The Thunder shot 50.6 percent from the field and 40 percent from 3-point range. Russell Westbrook missed two 3-pointers in the final
eight seconds and had a rough first quarter with four turnovers, but otherwise was sensational: 25 points, 16 assists, 11-of-22 shooting.
Steven Adams was strong, too, with 20 points, and Terrance Ferguson was superb, with 14 points and making all four of his 3-point shots.
But this game again proved that this Thunder team can’t win with offense. It must win with defense and rebounding. And a team that thrived all season by getting extra possessions got scarce few Tuesday night.
Minnesota committed just 10 turnovers and the Thunder had just four steals.
Worse yet, the Timberwolves had 22 second-chance points and played with spirit under new coach Ryan Saunders, promoted Sunday night after Tom Thibodeau was fired.
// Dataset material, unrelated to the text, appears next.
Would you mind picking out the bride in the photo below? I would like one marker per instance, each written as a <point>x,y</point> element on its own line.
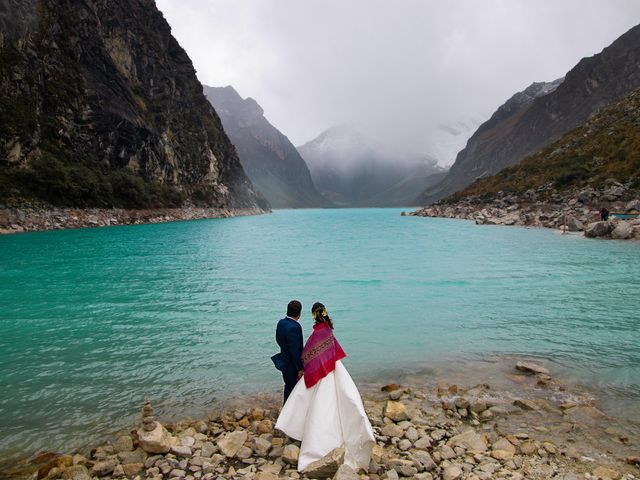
<point>325,410</point>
Minnesota had 18 offensive rebounds to OKC’s 12, and three of the Thunder’s came in the final 22 seconds, when it finally played desperate.
The game-turning possession came in the final two minutes, when OKC had scratched back to a lead.
Thunder-killer Andrew Wiggins missed a shot, but Minnesota rebounded. Dario Saric missed a 3-pointer, but Minnesota rebounded. Finally, Wiggins was fouled and made the go-ahead foul shots.
The Thunder couldn’t stand prosperity.
After a rugged first half and a scary injury to Nerlens Noel in which he was carried off on a stretcher, the game finally appeared to be going its way. The Thunder built a six-point lead late third quarter and pesky Dennis Schroder drew goaded Minnesota point guard Jeff Teague into two technical fouls, costing Schroder only one.
Paul George went to the foul line with a chance to put OKC up seven. Instead, George missed, the Timberwolves scored on seven straight possessions and took a 96-91 lead.
The bench didn’t help. The Timberwolves thrived whenever Donovan had multiple reserves on the court. For the second straight game, the Thunder was great with Ferguson on the court and hurting without him. OKC was outscored by 19 points in the 28 minutes that Schroder played. That must change.
One dud is an anomaly. Two duds in a row is a slump, which is no place to be headed to San Antonio to kick off two straight against the hot Spurs.
The Thunder has spent two months residing in the Western Conference’s high-rent district. But the Thunder quickly can call into the West’s deep middle class, where nothing is assured.